On the World Bank and the Global Climate Fund

“The World Bank is a villain of the failed neoliberal economy”, says Teresa Almaguer of Grassroots Global Justice Alliance in the US.

“We need a climate fund managed by participatory governance, not by an anti-democratic institution that is responsible for much of the climate disruption and poverty in the world.” “The Green Climate Fund has been turned into the Greedy Corporate Fund”, said Lidy Nacpil of Jubilee South. “The fund has been hijacked by the rich countries, on their terms, and set up to provide more profits to the private sector”

On the green economy

“We need a climate fund that provides finance for peoples of developing countries that is fully independent from undemocratic institutions like the World Bank. The bank has a long track record of financing projects that exacerbate climate disruption and poverty”, said Lidy Nacpil of Jubilee South. “The fund is being hijacked by the rich countries, setting up the World Bank as interim trustee and providing direct access to money meant for developing countries to the private sector.

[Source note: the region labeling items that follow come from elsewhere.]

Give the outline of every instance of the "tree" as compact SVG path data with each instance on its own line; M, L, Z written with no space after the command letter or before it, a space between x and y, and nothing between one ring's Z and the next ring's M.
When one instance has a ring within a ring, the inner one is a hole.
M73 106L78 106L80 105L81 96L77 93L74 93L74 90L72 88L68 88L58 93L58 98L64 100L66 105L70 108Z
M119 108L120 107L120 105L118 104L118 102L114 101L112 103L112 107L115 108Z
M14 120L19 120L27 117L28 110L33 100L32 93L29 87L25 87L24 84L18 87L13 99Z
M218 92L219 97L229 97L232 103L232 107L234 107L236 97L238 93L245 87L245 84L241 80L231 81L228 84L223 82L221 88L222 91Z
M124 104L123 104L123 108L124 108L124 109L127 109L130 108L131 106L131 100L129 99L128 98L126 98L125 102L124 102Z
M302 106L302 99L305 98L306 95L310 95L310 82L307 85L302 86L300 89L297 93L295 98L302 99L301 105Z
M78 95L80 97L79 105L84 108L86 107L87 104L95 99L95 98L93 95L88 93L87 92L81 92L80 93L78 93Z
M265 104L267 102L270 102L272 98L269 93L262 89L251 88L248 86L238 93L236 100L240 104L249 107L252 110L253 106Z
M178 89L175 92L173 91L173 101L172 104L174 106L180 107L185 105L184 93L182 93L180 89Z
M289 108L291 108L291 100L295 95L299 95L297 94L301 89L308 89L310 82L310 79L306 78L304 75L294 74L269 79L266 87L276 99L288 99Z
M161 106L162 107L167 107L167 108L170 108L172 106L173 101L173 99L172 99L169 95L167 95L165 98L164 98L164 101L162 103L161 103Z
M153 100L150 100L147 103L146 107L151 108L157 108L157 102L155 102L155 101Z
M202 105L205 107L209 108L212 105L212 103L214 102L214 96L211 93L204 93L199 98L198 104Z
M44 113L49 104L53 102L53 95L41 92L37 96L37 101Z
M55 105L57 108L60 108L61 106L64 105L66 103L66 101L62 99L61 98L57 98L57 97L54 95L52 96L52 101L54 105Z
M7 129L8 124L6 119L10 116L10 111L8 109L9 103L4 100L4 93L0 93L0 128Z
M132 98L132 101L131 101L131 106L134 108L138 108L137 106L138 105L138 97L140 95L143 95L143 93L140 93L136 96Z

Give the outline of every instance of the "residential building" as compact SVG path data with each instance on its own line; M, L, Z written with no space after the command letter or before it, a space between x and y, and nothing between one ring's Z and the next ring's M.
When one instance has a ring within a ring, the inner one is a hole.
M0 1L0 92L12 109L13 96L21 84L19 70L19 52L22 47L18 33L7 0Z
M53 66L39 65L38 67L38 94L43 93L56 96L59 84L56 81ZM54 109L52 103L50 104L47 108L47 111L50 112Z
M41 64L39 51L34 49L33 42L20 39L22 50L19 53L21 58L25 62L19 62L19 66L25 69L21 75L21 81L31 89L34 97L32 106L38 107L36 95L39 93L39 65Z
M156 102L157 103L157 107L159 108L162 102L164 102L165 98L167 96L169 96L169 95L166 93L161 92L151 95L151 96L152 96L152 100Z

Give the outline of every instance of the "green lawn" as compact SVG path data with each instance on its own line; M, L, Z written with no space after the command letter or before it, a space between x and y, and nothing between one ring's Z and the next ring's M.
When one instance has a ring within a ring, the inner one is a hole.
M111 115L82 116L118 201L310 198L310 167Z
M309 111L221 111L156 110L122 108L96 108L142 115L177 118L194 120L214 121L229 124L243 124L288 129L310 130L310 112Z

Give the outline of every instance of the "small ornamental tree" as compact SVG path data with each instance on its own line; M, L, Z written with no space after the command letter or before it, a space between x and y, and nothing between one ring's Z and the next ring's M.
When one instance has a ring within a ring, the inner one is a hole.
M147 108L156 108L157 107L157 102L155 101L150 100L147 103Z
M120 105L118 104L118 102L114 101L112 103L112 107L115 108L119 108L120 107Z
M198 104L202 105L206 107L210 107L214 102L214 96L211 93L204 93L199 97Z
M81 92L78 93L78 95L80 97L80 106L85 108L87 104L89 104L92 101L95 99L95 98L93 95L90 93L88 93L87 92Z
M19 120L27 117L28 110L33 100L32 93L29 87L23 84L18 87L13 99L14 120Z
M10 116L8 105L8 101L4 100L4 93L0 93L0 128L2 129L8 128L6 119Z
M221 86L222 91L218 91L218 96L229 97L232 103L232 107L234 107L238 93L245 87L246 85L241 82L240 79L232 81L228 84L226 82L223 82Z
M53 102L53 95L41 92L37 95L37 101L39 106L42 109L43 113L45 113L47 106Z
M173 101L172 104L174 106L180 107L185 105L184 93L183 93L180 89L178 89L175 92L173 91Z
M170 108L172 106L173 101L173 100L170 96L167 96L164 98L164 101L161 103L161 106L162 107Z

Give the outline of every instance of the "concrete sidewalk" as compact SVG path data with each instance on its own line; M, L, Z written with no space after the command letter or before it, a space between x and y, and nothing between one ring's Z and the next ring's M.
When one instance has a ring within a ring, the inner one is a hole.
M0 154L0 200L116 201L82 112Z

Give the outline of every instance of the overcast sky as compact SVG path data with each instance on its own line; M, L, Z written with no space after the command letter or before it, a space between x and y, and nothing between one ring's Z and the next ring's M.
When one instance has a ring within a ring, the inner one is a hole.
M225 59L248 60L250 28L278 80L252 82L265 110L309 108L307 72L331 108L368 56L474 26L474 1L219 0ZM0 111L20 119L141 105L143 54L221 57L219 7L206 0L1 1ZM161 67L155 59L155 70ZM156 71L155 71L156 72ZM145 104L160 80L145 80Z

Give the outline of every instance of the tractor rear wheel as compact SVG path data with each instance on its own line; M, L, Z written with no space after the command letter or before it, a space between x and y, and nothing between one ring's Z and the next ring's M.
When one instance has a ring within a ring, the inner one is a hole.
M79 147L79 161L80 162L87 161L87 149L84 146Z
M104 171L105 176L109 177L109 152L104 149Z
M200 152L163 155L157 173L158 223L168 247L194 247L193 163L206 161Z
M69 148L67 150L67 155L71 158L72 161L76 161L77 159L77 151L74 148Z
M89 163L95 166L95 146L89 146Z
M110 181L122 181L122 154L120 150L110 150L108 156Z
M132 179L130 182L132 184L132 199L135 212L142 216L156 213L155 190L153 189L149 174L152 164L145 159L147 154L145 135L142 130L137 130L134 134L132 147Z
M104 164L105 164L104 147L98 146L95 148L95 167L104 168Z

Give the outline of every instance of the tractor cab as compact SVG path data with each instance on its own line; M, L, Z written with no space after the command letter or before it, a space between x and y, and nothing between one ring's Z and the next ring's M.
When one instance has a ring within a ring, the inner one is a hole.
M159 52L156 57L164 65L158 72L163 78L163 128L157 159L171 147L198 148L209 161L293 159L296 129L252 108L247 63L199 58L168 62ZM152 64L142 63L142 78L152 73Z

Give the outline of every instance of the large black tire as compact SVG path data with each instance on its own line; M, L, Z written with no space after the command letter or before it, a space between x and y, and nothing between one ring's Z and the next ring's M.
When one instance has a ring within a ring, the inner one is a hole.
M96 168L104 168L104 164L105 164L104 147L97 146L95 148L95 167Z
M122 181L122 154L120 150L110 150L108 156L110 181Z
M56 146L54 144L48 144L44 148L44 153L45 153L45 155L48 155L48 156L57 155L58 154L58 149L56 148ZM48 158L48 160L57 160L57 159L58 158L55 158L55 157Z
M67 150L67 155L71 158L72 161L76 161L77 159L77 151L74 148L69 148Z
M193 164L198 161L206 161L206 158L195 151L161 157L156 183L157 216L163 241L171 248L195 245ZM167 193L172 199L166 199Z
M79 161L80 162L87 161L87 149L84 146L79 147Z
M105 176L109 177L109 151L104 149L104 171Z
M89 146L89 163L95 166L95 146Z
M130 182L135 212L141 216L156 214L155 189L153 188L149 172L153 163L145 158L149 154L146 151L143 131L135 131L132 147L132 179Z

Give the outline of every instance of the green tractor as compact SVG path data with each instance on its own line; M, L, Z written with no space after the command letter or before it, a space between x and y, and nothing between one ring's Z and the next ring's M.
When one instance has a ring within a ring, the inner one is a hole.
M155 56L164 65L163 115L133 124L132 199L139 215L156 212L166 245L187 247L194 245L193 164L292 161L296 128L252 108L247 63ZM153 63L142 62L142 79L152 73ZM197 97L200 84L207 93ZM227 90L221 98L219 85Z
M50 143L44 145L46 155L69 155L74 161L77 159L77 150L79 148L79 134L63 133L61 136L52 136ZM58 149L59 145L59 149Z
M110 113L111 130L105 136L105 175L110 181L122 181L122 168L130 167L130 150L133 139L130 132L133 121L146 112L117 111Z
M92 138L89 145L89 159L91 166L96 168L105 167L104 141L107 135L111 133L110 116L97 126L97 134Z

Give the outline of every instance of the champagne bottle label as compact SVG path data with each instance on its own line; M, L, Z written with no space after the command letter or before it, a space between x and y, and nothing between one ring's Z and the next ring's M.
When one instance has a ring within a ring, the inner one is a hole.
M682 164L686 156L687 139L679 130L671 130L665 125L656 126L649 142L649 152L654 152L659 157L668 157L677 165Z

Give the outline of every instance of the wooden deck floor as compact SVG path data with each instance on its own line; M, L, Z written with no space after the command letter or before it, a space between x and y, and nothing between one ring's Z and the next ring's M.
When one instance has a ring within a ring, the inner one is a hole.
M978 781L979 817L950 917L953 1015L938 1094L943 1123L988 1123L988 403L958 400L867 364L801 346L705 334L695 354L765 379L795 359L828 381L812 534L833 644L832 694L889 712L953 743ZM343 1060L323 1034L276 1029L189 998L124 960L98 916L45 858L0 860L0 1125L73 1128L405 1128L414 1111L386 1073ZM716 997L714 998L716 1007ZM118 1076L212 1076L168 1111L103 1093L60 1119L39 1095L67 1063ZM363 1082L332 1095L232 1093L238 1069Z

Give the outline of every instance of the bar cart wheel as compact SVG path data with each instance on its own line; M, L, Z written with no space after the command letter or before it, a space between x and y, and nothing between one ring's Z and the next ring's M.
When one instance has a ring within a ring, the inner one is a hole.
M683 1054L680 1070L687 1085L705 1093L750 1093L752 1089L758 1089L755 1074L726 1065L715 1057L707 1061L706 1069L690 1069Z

It should be called the Greedy Corporate Fund!”

Climate policy is making a radical shift towards the so-called “green economy”, dangerously reducing ethical commitments and historical responsibility to an economic calculation on cost-effectiveness, trade and investment opportunities. Mitigation and adaption should not be treated as a business nor have its financing conditioned by private sector and profit-oriented logic. Life is not for sale.

On climate debt

“Industrialised Northern countries are morally and legally obligated to repay their climate debt”, said Janet Redman, co-director of the Sustainable Energy and Economy Network at the Institute for Policy Studies. “Developed countries grew rich at the expense of the planet and the future all people by exploiting cheap coal and oil. They must pay for the resulting loss and damages, dramatically reduce emissions now, and financially support developing countries to shift to clean energy pathways.”

Developed countries, in assuming their historical responsibility, must honour their climate debt in all its dimensions as the basis for a just, effective and scientific solution. The focus must not be only on financial compensation, but also on restorative justice, understood as the restitution of integrity to our Mother Earth and all its beings. We call on developed countries to commit themselves to action. Only this could perhaps rebuild the trust that has been broken and enable the process to move forward.

On real solutions

“The only real solution to climate change is to leave the oil in the soil, coal in the hole and tar sands in the land”, declared Ivonne Yanez, Acción Ecologica, Ecuador.